Cardiomyopathy and other symptomatic heart diseases associated with HIV infection

Affiliations
Review

Cardiomyopathy and other symptomatic heart diseases associated with HIV infection

A Herskowitz. Curr Opin Cardiol. 1996 May.

Abstract

Approximately 14 million persons worldwide are estimated to be infected with HIV-1. As more effective therapies have produced longer survival times for HIV-infected patients, new complications of late-stage HIV infection including HIV-related heart disease have emerged.
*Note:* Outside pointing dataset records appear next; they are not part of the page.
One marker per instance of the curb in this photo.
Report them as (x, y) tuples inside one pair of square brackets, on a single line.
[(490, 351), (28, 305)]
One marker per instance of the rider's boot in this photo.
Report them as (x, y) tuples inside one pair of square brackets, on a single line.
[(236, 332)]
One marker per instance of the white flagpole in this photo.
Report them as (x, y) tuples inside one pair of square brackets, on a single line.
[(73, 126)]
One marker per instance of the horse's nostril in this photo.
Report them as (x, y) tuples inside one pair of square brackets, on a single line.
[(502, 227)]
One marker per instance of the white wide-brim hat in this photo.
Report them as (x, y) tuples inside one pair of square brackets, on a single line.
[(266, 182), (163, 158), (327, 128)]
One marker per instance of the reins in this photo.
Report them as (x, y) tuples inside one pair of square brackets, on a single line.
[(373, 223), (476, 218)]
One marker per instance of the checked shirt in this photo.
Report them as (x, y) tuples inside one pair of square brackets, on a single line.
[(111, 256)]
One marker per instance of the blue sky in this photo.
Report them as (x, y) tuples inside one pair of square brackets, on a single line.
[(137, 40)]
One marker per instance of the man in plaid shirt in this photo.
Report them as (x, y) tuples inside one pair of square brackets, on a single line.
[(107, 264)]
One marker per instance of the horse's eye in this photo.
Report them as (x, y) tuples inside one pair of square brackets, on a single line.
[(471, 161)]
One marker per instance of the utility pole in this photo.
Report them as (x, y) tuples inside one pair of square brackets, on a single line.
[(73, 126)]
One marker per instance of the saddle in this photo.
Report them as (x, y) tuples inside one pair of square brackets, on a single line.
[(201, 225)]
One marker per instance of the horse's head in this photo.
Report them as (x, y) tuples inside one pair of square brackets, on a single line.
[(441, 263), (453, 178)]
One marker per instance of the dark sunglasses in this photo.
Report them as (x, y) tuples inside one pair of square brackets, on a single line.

The most common and life-threatening cardiovascular complication of HIV infection is the development of primary heart muscle disease associated with severe global left ventricular dysfunction (also termed cardiomyopathy). Other less common forms of symptomatic heart disease in HIV-1-infected patients are pericardial effusion with cardiac tamponade, high-grade arrhythmia with sudden cardiac death, and systemic embolization caused by nonbacterial thrombotic endocarditis or infective carditis. The demographic and clinical characteristics of HIV-infected patients who develop cardiomyopathy as well as potential enhancing risk factors are as yet poorly characterized. This review briefly describes the various presentations and potential causes of symptomatic HIV-related heart disease and discusses the challenge facing clinicians who evaluate HIV-infected patients presenting with serious cardiac manifestations of their disease.